According to a Reuters poll, more Japanese companies are increasing wages to attract workers, and to deal with chronic staff shortages. This is a tentative indication that Japan Inc is slowly addressing the decades-old problem of stagnant pay.
Still, the Corporate Survey found that higher wages aren’t yet the go-to tactic for companies, with digitalization seen as the most popular among the multiple measures firms say they are using to address the labor crunch.
Japanese companies have tended to avoid raising wages due to decades of deflation making it difficult to pass higher costs on to consumers. This might be changing as the double whammy between higher commodities prices, and a weaker Japanese yen drives up living costs and highlights the strain on workers. Fumio Kishida, the Prime Minister, has also called for companies to raise wages.

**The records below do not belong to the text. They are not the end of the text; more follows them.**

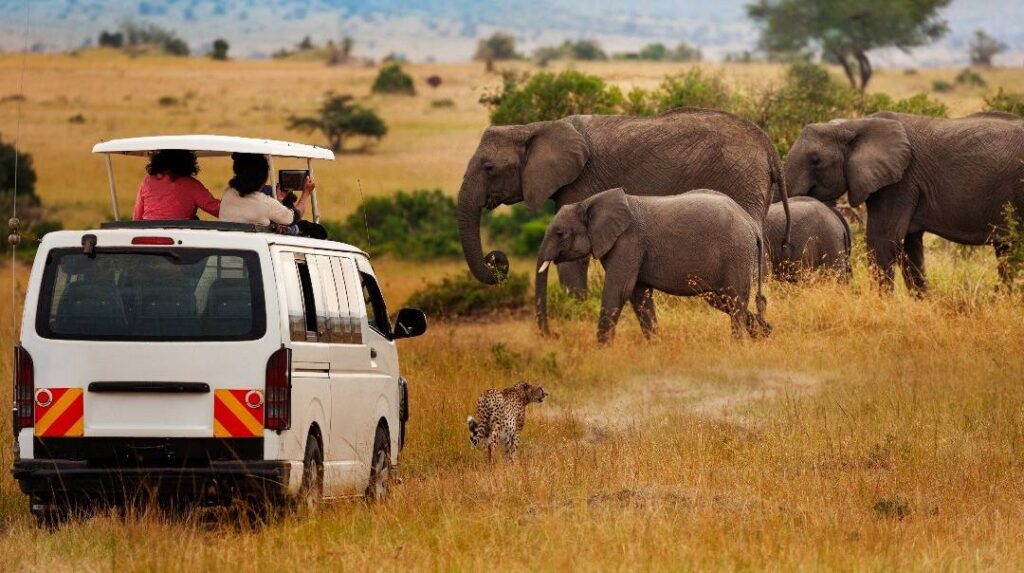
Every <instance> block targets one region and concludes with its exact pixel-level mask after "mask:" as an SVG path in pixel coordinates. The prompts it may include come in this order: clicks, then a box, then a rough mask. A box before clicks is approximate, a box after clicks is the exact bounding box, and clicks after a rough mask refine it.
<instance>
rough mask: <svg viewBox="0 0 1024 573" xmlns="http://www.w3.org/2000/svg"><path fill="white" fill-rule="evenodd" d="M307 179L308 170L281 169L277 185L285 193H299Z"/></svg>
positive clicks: (296, 169)
mask: <svg viewBox="0 0 1024 573" xmlns="http://www.w3.org/2000/svg"><path fill="white" fill-rule="evenodd" d="M308 178H309V170H308V169H282V170H281V171H279V172H278V184H280V185H281V188H282V189H284V190H286V191H301V190H302V187H304V186H305V185H306V179H308Z"/></svg>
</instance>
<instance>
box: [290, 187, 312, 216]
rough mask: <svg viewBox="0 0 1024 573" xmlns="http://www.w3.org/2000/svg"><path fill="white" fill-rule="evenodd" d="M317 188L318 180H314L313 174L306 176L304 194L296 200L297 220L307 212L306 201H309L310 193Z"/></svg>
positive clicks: (294, 208) (296, 211)
mask: <svg viewBox="0 0 1024 573" xmlns="http://www.w3.org/2000/svg"><path fill="white" fill-rule="evenodd" d="M315 188H316V181H313V178H312V176H309V177H306V184H305V185H304V186H303V187H302V195H301V196H299V200H298V201H296V202H295V206H294V207H293V209H295V212H296V213H298V217H297V218H296V220H298V219H301V218H302V214H303V213H305V212H306V203H308V202H309V195H311V194H312V192H313V189H315Z"/></svg>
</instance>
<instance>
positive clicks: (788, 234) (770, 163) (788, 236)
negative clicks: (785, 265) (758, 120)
mask: <svg viewBox="0 0 1024 573" xmlns="http://www.w3.org/2000/svg"><path fill="white" fill-rule="evenodd" d="M765 138H766V139H767V138H768V136H767V135H766V136H765ZM768 162H769V164H770V170H771V173H770V178H771V186H772V191H771V192H772V200H770V201H769V202H768V203H769V205H770V204H772V203H774V201H773V200H774V197H775V195H776V194H777V195H778V196H780V197H781V199H782V211H784V212H785V234H784V235H782V257H783V259H786V260H787V259H788V258H790V250H791V246H790V243H791V232H790V231H791V228H792V226H793V219H792V217H791V216H790V191H788V189H786V187H785V175H784V174H783V171H782V160H780V159H779V157H778V151H776V150H775V146H774V145H773V144H772V142H771V140H770V139H768Z"/></svg>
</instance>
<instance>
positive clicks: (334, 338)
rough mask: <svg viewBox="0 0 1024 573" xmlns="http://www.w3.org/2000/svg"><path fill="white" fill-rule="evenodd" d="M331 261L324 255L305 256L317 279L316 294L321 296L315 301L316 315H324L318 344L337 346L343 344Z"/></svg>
mask: <svg viewBox="0 0 1024 573" xmlns="http://www.w3.org/2000/svg"><path fill="white" fill-rule="evenodd" d="M331 259H332V257H328V256H326V255H307V256H306V261H309V264H312V265H314V266H315V268H314V269H313V270H314V271H315V274H316V275H317V277H318V278H319V285H321V288H319V290H318V291H317V292H316V294H317V295H323V296H322V297H321V298H318V299H317V300H316V308H317V309H318V310H319V312H318V313H317V314H323V315H324V324H323V326H322V327H321V328H319V329H318V330H319V332H321V333H322V336H321V337H319V342H326V343H329V344H339V343H341V342H343V341H342V337H341V327H340V323H341V309H340V307H339V301H338V288H337V286H336V284H337V282H338V279H337V277H335V275H334V269H333V268H332V267H331ZM342 289H344V282H342Z"/></svg>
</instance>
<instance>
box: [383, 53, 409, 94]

“Overall we are facing labor shortages and we are struggling to lure part-timers at stores in particular. We are responding by raising wages but there’s a limit,” the manager of a wholesaler wrote in the survey, on condition of anonymity.
The survey of 495 large non-financial companies, which was conducted between Aug. 2-12, revealed a growing willingness to raise wages. 44 percent of respondents chose to increase wages or start salaries as one of the various tactics they were employing.
This is compared to only 25% of companies who said in a 2017 Corporate Survey they would raise salaries.